Pour Sylvain Larrat, le renard, qui partage certains virus ou parasites avec le chien et le loup, est un bon exemple. 

"Sans aucune interaction avec l'humain, le renard arctique est exposé au virus de la rage. En revanche, le renard roux, en France, ne risque pas d'attraper la rage car les humains ont éradiqué la rage à l'aide de campagnes de vaccination des renards" (lien archivé ici), explique l'expert, pour qui ce cas concret illustre comment "une maladie naturellement présente chez un animal sauvage a été exterminée grâce à une interaction humaine contrôlée".

Etant donné qu'il appartient à la même espèce que le loup, le chien partage quant à lui la même liste d'agents pathogènes. Mais la fréquence à laquelle ils se manifestent chez l'un et chez l'autre varie car le suivi vétérinaire dont bénéficie un chien domestique lui permet généralement de développer moins de maladies infectieuses que le loup - sans pour autant échapper à d'autres maladies, liées notamment à l'âge.

"Il est important de noter que le flux de maladies ne se fait pas dans un seul sens : les animaux sauvages peuvent également attraper des maladies provenant des animaux domestiques et même des humains, un processus connu sous le nom de zoonose inversée", rappelle pour sa part l'OMSA, tout en pointant le fait qu'il est souvent plus difficile d'observer les animaux sauvages car ils sont susceptibles de mourir rapidement ou d'être dévorés par un prédateur, ce qui rend leurs maladies "moins visibles mais pas moins signifiantes pour autant".

L'être humain, une espèce comme une autre 

Sylvain Larrat résume : "L'humain est une espèce comme les autres, avec sa liste d'agents pathogènes partagés ou non avec d'autres espèces. Notre interaction avec l'environnement influe sur le nombre, la fréquence et la sévérité des maladies des animaux sauvages, sans que cela soit forcément prévisible". 

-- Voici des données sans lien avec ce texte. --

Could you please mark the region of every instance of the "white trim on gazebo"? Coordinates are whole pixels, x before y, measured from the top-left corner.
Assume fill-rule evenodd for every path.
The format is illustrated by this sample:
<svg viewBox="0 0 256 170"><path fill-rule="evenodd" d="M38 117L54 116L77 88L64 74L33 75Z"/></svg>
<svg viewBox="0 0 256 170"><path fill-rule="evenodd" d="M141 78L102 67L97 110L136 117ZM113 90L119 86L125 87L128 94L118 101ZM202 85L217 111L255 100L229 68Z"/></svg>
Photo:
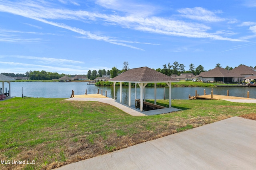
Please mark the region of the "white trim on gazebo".
<svg viewBox="0 0 256 170"><path fill-rule="evenodd" d="M14 81L15 79L11 77L6 76L5 75L0 74L0 81L2 81L2 94L4 94L4 82L7 82L9 84L9 96L11 96L11 81ZM7 91L7 90L6 90ZM6 93L7 93L6 92Z"/></svg>

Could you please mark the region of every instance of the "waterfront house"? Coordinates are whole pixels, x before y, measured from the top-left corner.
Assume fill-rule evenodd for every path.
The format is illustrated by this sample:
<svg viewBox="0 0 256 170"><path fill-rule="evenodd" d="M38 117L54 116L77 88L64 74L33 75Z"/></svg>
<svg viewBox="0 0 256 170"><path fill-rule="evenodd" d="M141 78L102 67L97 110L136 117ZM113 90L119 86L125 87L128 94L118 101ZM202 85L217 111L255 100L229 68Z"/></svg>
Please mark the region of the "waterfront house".
<svg viewBox="0 0 256 170"><path fill-rule="evenodd" d="M231 83L242 79L242 76L237 73L221 67L215 67L207 72L202 72L198 76L199 80L203 82Z"/></svg>
<svg viewBox="0 0 256 170"><path fill-rule="evenodd" d="M96 82L108 82L110 80L110 77L97 77L94 80Z"/></svg>
<svg viewBox="0 0 256 170"><path fill-rule="evenodd" d="M249 78L246 78L247 77L256 76L256 68L254 68L245 65L241 65L231 70L230 71L241 75L241 78L235 81L242 82L244 79L246 82L250 82L251 79Z"/></svg>
<svg viewBox="0 0 256 170"><path fill-rule="evenodd" d="M182 73L179 76L173 77L178 80L192 80L196 78L193 73Z"/></svg>

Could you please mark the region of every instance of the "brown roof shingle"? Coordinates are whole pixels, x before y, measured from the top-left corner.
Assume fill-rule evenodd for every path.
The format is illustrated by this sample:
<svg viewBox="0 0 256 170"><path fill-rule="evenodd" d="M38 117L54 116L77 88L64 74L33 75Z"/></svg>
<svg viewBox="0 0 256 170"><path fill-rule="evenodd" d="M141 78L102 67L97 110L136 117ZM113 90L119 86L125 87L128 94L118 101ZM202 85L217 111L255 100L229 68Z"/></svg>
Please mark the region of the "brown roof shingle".
<svg viewBox="0 0 256 170"><path fill-rule="evenodd" d="M110 81L131 82L178 82L160 72L148 67L129 70L111 79Z"/></svg>
<svg viewBox="0 0 256 170"><path fill-rule="evenodd" d="M206 72L202 72L199 75L202 77L240 77L240 74L235 73L221 67L215 67Z"/></svg>
<svg viewBox="0 0 256 170"><path fill-rule="evenodd" d="M252 70L252 68L248 66L241 65L230 70L232 72L239 74L240 75L256 75L256 71Z"/></svg>

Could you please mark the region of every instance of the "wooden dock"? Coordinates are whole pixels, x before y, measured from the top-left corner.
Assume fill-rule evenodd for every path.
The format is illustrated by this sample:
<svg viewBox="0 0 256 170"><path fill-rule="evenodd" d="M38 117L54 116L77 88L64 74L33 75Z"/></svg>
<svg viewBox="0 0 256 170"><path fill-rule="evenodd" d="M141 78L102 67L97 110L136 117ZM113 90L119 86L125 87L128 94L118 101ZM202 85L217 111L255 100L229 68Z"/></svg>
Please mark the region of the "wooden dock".
<svg viewBox="0 0 256 170"><path fill-rule="evenodd" d="M250 98L242 98L240 97L229 96L228 96L219 95L218 94L213 94L212 98L211 94L207 94L206 95L197 96L191 96L189 97L189 99L202 99L202 100L224 100L224 99L242 99L242 100L255 100Z"/></svg>
<svg viewBox="0 0 256 170"><path fill-rule="evenodd" d="M140 99L136 99L135 100L135 102L136 103L138 103L140 104ZM144 106L147 107L151 107L154 109L164 109L165 108L167 108L166 107L158 105L157 104L154 104L153 103L150 103L148 102L143 102L144 103Z"/></svg>
<svg viewBox="0 0 256 170"><path fill-rule="evenodd" d="M108 98L100 94L89 94L75 95L73 97L76 98Z"/></svg>

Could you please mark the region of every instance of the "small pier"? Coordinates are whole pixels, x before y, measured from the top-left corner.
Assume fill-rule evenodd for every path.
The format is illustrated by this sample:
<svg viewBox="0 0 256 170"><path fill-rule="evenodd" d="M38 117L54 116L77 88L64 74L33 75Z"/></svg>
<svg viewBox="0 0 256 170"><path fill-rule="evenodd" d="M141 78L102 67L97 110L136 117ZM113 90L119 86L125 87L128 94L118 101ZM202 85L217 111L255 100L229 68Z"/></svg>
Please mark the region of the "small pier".
<svg viewBox="0 0 256 170"><path fill-rule="evenodd" d="M196 90L195 96L191 96L190 94L188 96L188 99L189 100L256 100L256 99L249 98L250 93L249 91L247 92L247 98L243 98L240 97L236 96L230 96L229 90L227 91L227 95L220 95L218 94L213 94L213 89L212 89L211 94L206 94L205 92L205 89L204 90L204 95L199 96L197 93L197 90Z"/></svg>
<svg viewBox="0 0 256 170"><path fill-rule="evenodd" d="M88 82L87 83L87 84L88 84L88 85L94 85L94 84L95 85L95 83L96 83L96 81L90 81L90 82Z"/></svg>
<svg viewBox="0 0 256 170"><path fill-rule="evenodd" d="M136 104L140 104L140 99L136 99L135 100ZM164 109L167 108L166 107L164 107L162 106L158 105L157 104L154 104L150 103L148 102L144 102L144 106L146 107L150 107L153 109Z"/></svg>

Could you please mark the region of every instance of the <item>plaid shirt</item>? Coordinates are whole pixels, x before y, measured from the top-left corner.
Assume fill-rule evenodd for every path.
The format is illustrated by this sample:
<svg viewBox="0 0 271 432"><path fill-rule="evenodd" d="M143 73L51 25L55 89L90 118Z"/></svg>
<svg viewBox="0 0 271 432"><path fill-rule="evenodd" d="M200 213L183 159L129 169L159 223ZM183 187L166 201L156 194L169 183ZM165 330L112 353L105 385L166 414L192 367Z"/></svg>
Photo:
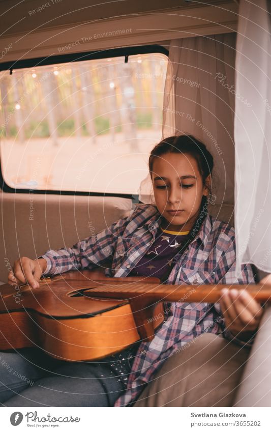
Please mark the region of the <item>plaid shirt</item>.
<svg viewBox="0 0 271 432"><path fill-rule="evenodd" d="M44 274L55 275L103 265L106 276L128 276L154 241L161 220L155 206L140 204L129 216L72 247L48 251L42 257L47 262ZM249 265L243 265L240 274L235 276L234 239L234 230L230 225L207 214L197 235L173 267L166 283L254 283ZM244 343L225 328L219 303L187 303L182 301L184 300L165 304L165 320L152 341L139 345L127 389L115 407L132 405L163 362L204 332L222 333L227 339Z"/></svg>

"Certaines maladies des animaux sauvages peuvent augmenter alors que d'autres peuvent diminuer sous l'influence humaine. C'est un ensemble d'équilibres diversifié et très complexe", ajoute-t-il. 

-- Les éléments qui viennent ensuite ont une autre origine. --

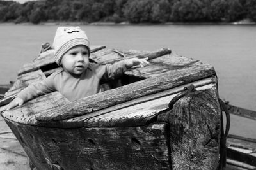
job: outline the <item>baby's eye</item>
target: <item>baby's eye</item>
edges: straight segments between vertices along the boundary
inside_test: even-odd
[[[76,52],[70,53],[70,55],[76,55],[76,54],[77,54]]]

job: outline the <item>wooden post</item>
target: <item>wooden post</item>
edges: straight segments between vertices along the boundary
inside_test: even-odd
[[[170,124],[172,169],[216,169],[220,109],[214,89],[189,94],[158,120]]]

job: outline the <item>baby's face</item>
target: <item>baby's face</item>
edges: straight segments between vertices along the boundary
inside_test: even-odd
[[[62,57],[61,64],[71,74],[80,75],[89,65],[89,52],[84,45],[74,46]]]

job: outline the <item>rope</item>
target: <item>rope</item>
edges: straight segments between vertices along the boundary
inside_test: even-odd
[[[226,169],[227,162],[227,146],[226,141],[228,136],[229,129],[230,127],[230,115],[228,109],[227,108],[225,103],[219,97],[218,98],[220,108],[221,108],[221,126],[220,126],[220,160],[217,169],[225,170]],[[223,118],[223,111],[225,111],[226,115],[226,129],[224,133],[224,125]]]
[[[186,87],[184,88],[184,92],[182,92],[175,96],[169,103],[168,106],[169,109],[172,110],[173,108],[174,104],[181,97],[188,95],[192,91],[195,91],[195,86],[191,84],[189,87]],[[221,108],[221,127],[220,127],[220,158],[219,160],[219,163],[218,166],[218,170],[225,170],[226,169],[226,162],[227,162],[227,147],[226,141],[227,137],[228,136],[229,129],[230,127],[230,115],[229,114],[228,110],[227,108],[227,106],[225,103],[218,97],[218,101]],[[224,125],[223,125],[223,111],[225,111],[226,115],[226,129],[224,133]]]

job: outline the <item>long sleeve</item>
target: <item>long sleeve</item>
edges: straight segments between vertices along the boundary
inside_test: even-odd
[[[97,67],[95,66],[95,68],[97,76],[100,79],[106,80],[118,78],[127,69],[124,61],[120,61],[113,64],[98,65]]]
[[[56,91],[54,76],[54,74],[52,74],[40,82],[29,85],[19,93],[15,97],[20,97],[26,102],[39,96]]]

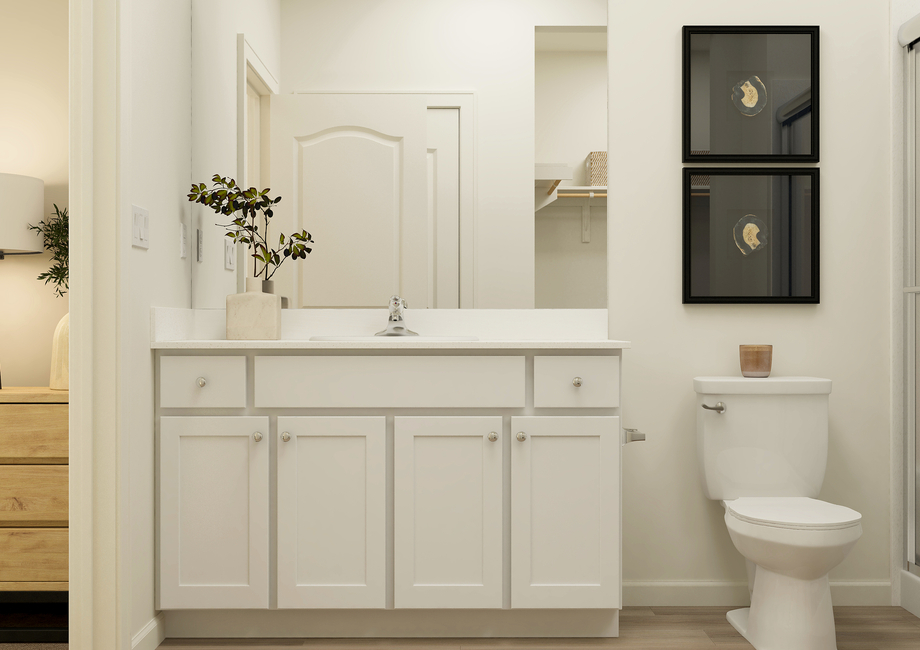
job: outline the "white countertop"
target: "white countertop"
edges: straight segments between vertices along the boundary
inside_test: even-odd
[[[154,341],[154,350],[622,350],[628,341],[593,340],[502,340],[502,341],[413,341],[383,338],[379,341],[278,341],[185,340]]]
[[[607,337],[606,309],[420,309],[408,325],[423,336],[372,338],[386,325],[386,309],[292,309],[282,312],[277,341],[228,341],[222,309],[155,307],[153,350],[622,350]],[[311,341],[313,336],[359,340]],[[475,341],[449,340],[474,336]],[[439,337],[446,337],[438,340]]]

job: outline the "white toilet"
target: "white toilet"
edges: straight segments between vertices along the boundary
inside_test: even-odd
[[[827,574],[862,534],[855,510],[818,501],[829,379],[697,377],[703,489],[747,558],[751,606],[729,622],[757,650],[836,650]]]

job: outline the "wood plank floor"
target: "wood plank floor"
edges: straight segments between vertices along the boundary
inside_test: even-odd
[[[616,639],[167,639],[169,650],[749,650],[733,607],[627,607]],[[920,650],[920,618],[900,607],[835,607],[837,650]]]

L'Office français de la biodiversité rappelle par exemple qu'entre octobre 2024 et juin 2025, dans les terres australes et antarctiques françaises, "plus de 2.000 manchots royaux et 600 éléphants de mer austraux sont morts, en plus des mortalités recensées sur plus d'une vingtaine d'espèces", à cause d'une "épizootie d'influenza aviaire hautement pathogène de sous-type H5N1". 

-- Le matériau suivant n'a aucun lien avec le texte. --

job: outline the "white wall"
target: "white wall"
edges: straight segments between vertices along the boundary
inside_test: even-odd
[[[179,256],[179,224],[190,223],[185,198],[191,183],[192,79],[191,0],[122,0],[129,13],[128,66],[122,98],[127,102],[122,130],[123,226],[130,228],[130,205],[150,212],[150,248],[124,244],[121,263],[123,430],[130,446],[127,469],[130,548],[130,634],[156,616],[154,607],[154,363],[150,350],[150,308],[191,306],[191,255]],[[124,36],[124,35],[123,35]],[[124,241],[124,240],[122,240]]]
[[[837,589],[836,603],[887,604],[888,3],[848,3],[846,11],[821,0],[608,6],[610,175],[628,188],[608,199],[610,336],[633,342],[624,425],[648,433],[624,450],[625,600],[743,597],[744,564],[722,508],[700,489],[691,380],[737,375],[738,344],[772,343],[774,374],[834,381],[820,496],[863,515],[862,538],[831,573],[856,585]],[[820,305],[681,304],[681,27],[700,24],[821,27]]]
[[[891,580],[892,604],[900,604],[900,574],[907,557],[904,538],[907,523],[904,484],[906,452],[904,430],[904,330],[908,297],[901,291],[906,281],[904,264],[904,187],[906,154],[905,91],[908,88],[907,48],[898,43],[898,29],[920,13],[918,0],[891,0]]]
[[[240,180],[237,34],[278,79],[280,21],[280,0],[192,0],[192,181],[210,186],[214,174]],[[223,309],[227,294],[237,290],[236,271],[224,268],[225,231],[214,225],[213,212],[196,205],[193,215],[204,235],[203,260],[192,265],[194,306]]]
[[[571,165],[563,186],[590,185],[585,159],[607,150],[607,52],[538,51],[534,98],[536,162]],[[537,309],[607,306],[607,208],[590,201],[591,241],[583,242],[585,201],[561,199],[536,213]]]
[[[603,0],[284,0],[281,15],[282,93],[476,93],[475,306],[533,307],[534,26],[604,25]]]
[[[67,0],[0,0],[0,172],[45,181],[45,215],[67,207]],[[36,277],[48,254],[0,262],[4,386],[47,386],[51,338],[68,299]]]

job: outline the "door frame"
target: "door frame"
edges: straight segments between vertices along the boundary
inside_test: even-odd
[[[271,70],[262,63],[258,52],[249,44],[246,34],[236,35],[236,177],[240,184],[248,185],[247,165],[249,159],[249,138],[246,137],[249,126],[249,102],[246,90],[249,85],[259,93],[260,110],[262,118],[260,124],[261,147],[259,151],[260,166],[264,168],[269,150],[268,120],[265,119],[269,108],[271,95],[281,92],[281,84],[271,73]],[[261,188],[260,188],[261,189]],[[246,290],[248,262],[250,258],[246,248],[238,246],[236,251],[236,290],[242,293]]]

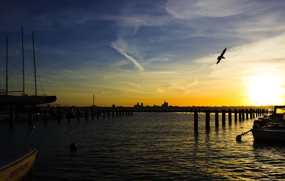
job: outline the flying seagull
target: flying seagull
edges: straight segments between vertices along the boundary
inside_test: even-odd
[[[222,53],[221,54],[221,55],[218,57],[218,58],[217,59],[218,60],[218,61],[217,62],[217,64],[218,64],[220,61],[221,61],[221,59],[224,59],[225,57],[223,57],[223,55],[224,55],[224,54],[225,53],[225,52],[226,52],[226,50],[227,50],[227,48],[225,49],[224,51],[223,51]]]

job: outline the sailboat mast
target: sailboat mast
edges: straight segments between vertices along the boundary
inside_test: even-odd
[[[34,39],[34,31],[32,32],[33,35],[33,48],[34,51],[34,67],[35,69],[35,89],[36,93],[36,56],[35,55],[35,45]]]
[[[6,45],[6,94],[8,95],[8,36],[7,38]]]
[[[25,66],[24,60],[24,32],[23,30],[23,26],[21,27],[22,28],[22,56],[23,57],[23,95],[25,95],[25,74],[24,73]]]

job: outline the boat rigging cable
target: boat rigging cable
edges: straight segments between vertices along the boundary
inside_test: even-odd
[[[62,96],[62,97],[63,98],[63,99],[64,100],[64,101],[65,101],[65,102],[67,104],[68,104],[67,103],[67,102],[66,101],[66,100],[65,99],[65,98],[64,98],[64,97],[63,96],[62,93],[61,92],[61,91],[60,91],[60,90],[59,89],[59,88],[58,87],[58,86],[57,84],[56,83],[56,82],[54,80],[54,78],[53,77],[51,73],[50,73],[50,69],[48,68],[48,67],[46,63],[46,61],[44,61],[44,57],[42,56],[42,52],[40,51],[40,49],[39,48],[38,46],[38,44],[37,43],[35,39],[34,41],[36,43],[36,45],[37,47],[38,47],[38,50],[39,52],[40,53],[40,56],[42,57],[42,61],[44,63],[44,66],[45,68],[46,68],[46,71],[47,73],[48,73],[48,78],[50,79],[50,81],[51,83],[51,81],[50,80],[50,78],[49,75],[48,75],[48,72],[47,70],[48,71],[48,72],[50,74],[50,76],[51,76],[52,78],[52,79],[53,80],[54,82],[54,83],[56,85],[56,87],[57,87],[59,91],[59,92],[60,93],[60,94],[61,94]],[[55,93],[55,91],[54,90],[54,88],[53,86],[52,85],[52,83],[51,85],[52,86],[52,89],[53,89],[54,91],[54,93],[56,95],[56,94]],[[42,87],[41,84],[41,86],[42,86]]]

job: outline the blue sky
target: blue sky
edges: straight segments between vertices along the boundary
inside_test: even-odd
[[[34,31],[58,104],[284,104],[284,1],[29,1],[3,3],[0,35],[16,49]]]

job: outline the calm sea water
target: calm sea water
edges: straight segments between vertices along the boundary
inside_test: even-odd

"Même si les animaux sauvages sont parfois plus tolérants aux pathogènes et parasites, notamment lorsqu'ils ont co-évolué, les 'maladies' dans les populations sauvages ne sont pas rares et surviennent du fait de plusieurs facteurs, pouvant entraîner des baisses de populations voire des extinctions locales d'espèces dans les cas les plus graves", conclut l'organisme.